The visitors enter the zoo and the game generates a list of what they want to see and my understanding is that it prioritizes the most recently added habitats (i.e. those are more popular). Click some guests at the entrance and look at both what they are interested in seeing in terms of animals, and also what they are currently headed towards.
Both of those pieces of information should give you a general idea of why they are there and should be able to help you figure out what to do to change it.
Scenery helps make things attractive to guests, and (unfortunately) shops are a big draw as well. If you want an area of your zoo that is less populated to attract more visitors you need to put down shops along the way at pretty regular intervals (every 40 to 50m works for me) and NOT use food courts. Spread the food and drink and souvenirs around and use them like bread crumbs to draw people through the zoo. It's unfortunate that the game works this way, but it does.

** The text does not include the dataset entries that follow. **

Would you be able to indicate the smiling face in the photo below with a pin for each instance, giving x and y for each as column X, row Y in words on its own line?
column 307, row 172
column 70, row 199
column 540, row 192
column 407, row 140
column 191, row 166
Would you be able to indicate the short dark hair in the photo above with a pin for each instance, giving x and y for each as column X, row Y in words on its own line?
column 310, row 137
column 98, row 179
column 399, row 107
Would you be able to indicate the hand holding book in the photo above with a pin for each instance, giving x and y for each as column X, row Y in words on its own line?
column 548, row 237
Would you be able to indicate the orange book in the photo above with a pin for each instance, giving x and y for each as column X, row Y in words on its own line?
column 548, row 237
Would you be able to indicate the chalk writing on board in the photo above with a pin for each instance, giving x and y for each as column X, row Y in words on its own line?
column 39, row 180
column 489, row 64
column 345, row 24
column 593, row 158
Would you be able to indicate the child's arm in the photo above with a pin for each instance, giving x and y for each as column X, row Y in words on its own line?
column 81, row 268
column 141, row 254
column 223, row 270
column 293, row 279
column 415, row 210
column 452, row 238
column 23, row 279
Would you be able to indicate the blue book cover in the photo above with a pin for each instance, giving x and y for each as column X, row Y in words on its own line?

I had a Nyala habitat in my current zoo that was not getting any visitors (it was off the main paths a bit on a side path)..I added a drink shop right next to it and it has been a popular habitat ever since. (This was actually intentional, I didn't want it to be popular until I got 1-way glass).
I had an idea today in my zoo that I haven't tried yet. Modifying an old habitat by removing the gate and re-adding it could put it back to the top of the list in terms of 'newness". Of course I'd need to re-add it to my work zones, but it's a small price to pay if it revitalizes old areas of the zoo. I'm not sure if the age of the habitat is what makes them appealing, or if it's the newness of the animal itself...going to test to see at some point.
As far as the popularity of your bisons and pronghorns, it seems to me that any habitat with multiple types of animals is really popular...even when they are older. I use that to my advantage as well by spreading the multi-species habitats throughout the zoo and putting them at longer distances from the entrance so that it forces folks to walk through the zoo to get to them and gets activity at all the shops and habitats in between.
In my current zoo, I have 3 really popular habitats like that and each is at a different compass point. So if the entrance was "south", I have my African Safari 1 (Ostrich, Zebra, Giraffe, Sable Antelope( to the far east, my African safari 2 (Thomson's, Springbok, Buffalo and Wildebeast) and Little India (elephant, rhino and peafowl) to the far west and Planet Lemur to the far north. The whole rest of the zoo is enveloped by the radius made by drawing a circle to connect all of them.